La spesa pensionistica italiana è particolarmente elevata per due motivi principali. Innanzitutto, sottoliena il Rapporto, l’età effettiva di accesso alla pensione di vecchiaia è ancora relativamente bassa a causa dell’esistenza di numerosi canali di uscita anticipata dal mercato del lavoro, nonostante un’età legale a 67 anni, tra le più alte in Europa.
Oltre a questo, le pensioni sono, in media, generose ed infatti il tasso di sostituzione della pensione rispetto all’ultima retribuzione percepita prima del pensionamento è tra i più elevati in UE, quasi 15 punti percentuali sopra la media europea.
Dal Rapporto annuale Inps il confronto con il 2019 fa registrare un aumento lordo dei salari monetari del 6,8% a fronte di un aumento dei prezzi attorno al 15-17%. Arriva il commento di Unione nazionale consumatori.
«E’ il problema irrisolto del nostro Paese.
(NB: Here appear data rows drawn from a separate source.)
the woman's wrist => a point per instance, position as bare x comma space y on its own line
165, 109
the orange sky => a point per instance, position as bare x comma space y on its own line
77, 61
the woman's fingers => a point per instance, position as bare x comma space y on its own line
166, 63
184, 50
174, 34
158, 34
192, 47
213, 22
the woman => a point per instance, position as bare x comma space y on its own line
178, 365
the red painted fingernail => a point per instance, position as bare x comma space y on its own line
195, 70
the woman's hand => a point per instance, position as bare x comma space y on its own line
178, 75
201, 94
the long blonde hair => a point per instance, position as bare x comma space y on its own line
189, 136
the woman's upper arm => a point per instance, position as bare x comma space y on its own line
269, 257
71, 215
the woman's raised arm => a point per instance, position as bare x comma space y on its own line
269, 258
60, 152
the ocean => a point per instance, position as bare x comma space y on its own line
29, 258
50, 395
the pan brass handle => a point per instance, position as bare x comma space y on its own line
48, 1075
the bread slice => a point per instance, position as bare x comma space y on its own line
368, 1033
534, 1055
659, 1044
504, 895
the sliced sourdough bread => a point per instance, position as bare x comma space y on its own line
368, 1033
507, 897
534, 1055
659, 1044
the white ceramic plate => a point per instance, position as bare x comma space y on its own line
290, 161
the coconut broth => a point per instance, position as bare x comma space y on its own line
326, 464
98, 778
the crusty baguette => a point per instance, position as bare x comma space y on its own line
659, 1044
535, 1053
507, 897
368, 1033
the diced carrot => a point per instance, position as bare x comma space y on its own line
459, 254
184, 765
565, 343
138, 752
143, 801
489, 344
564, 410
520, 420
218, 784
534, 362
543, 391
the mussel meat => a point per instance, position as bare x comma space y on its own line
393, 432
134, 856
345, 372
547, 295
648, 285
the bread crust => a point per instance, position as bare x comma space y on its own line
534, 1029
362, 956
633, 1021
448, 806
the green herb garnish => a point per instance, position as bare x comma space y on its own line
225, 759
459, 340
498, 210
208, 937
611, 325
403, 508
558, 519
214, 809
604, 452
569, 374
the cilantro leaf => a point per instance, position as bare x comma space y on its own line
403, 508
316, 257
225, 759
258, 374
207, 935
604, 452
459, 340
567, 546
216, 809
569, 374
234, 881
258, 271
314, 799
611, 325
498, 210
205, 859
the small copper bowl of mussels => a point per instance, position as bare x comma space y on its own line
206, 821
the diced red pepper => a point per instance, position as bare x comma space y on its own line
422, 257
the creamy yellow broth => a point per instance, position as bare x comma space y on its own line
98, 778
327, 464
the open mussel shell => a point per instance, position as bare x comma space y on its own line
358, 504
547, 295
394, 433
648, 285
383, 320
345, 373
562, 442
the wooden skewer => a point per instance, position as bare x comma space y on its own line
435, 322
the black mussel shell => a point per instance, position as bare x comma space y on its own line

Da oltre 30 anni, da quando nel 1992 è stata eliminata la scala mobile post referendum, le retribuzioni e le pensioni sono rimaste al palo e non sono state adeguate all’aumento del costo della vita, con la conseguenza che l’Italia da allora cresce poco, dato che i consumi rappresentano il 60% del Pil», afferma Massimiliano Dona, presidente dell’Unione Nazionale Consumatori.
«Bene fa il Governo a riconfermare il taglio del cuneo fiscale, ma non basta. Se pensiamo che nel 2023 per via di un’inflazione media pari al 5,7% una famiglia ha speso mediamente 1251 euro in più rispetto al 2022, un single tra 35 e 64 anni ne ha spesi 945, ci rendiamo conto che avere 100 euro in più busta paga, ossia quanto secondo i dati Inps di oggi corrisponde ad un aumento della retribuzione imponibile lorda, sia del tutto insufficiente», conclude Dona.